Lynch, T. J. et al. Activating mutations within the epidermal progress issue receptor underlying responsiveness of non-small-cell lung most cancers to gefitinib. N. Engl. J. Med. 350, 2129–2139 (2004).
Paez, J. G. et al. EGFR mutations in lung most cancers: correlation with medical response to gefitinib remedy. Science 304, 1497–1500 (2004).
Park, Ok. et al. Afatinib versus gefitinib as first-line therapy of sufferers with EGFR mutation-positive non-small-cell lung most cancers (LUX-Lung 7): a section 2B, open-label, randomised managed trial. Lancet Oncol. 17, 577–589 (2016).
Li, J. et al. The position of fibrocyte within the pathogenesis of silicosis. Biomed. Environ. Sci. 31, 311–316 (2018).
Zhao, Y. et al. Silica particles disorganize the polarization of pulmonary macrophages in mice. Ecotoxicol. Environ. Saf. 193, 110364 (2020).
Kim, D., Langmead, B. & Salzberg, S. L. HISAT: a quick spliced aligner with low reminiscence necessities. Nat. Strategies 12, 357–360 (2015).
Lawrence, M. et al. Software program for computing and annotating genomic ranges. PLoS Comput Biol. 9, e1003118 (2013).
Love, M. I., Huber, W. & Anders, S. Moderated estimation of fold change and dispersion for RNA-seq information with DESeq2. Genome Biol. 15, 550 (2014).

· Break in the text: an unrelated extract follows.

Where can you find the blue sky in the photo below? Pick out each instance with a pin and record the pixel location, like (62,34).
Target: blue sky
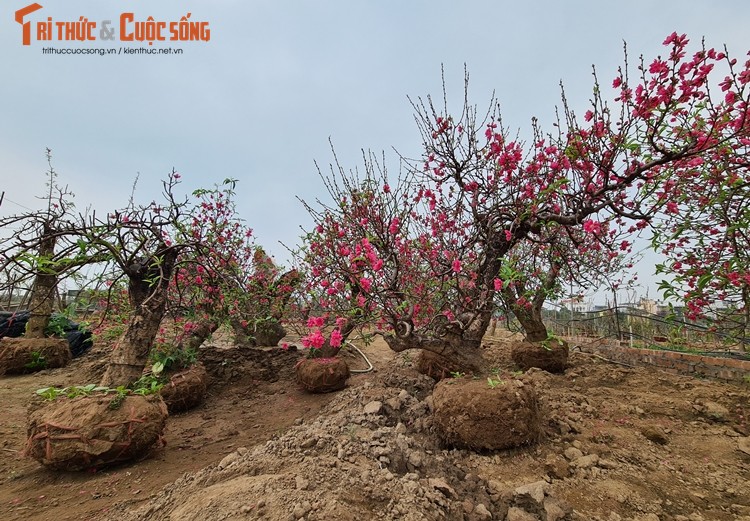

Subramanian, A. et al. Gene set enrichment evaluation: a knowledge-based method for decoding genome-wide expression profiles. Proc. Natl Acad. Sci. USA 102, 15545–15550 (2005).
Ma, J. et al. iProX: an built-in proteome useful resource. Nucleic Acids Res. 47, D1211–D1217 (2019).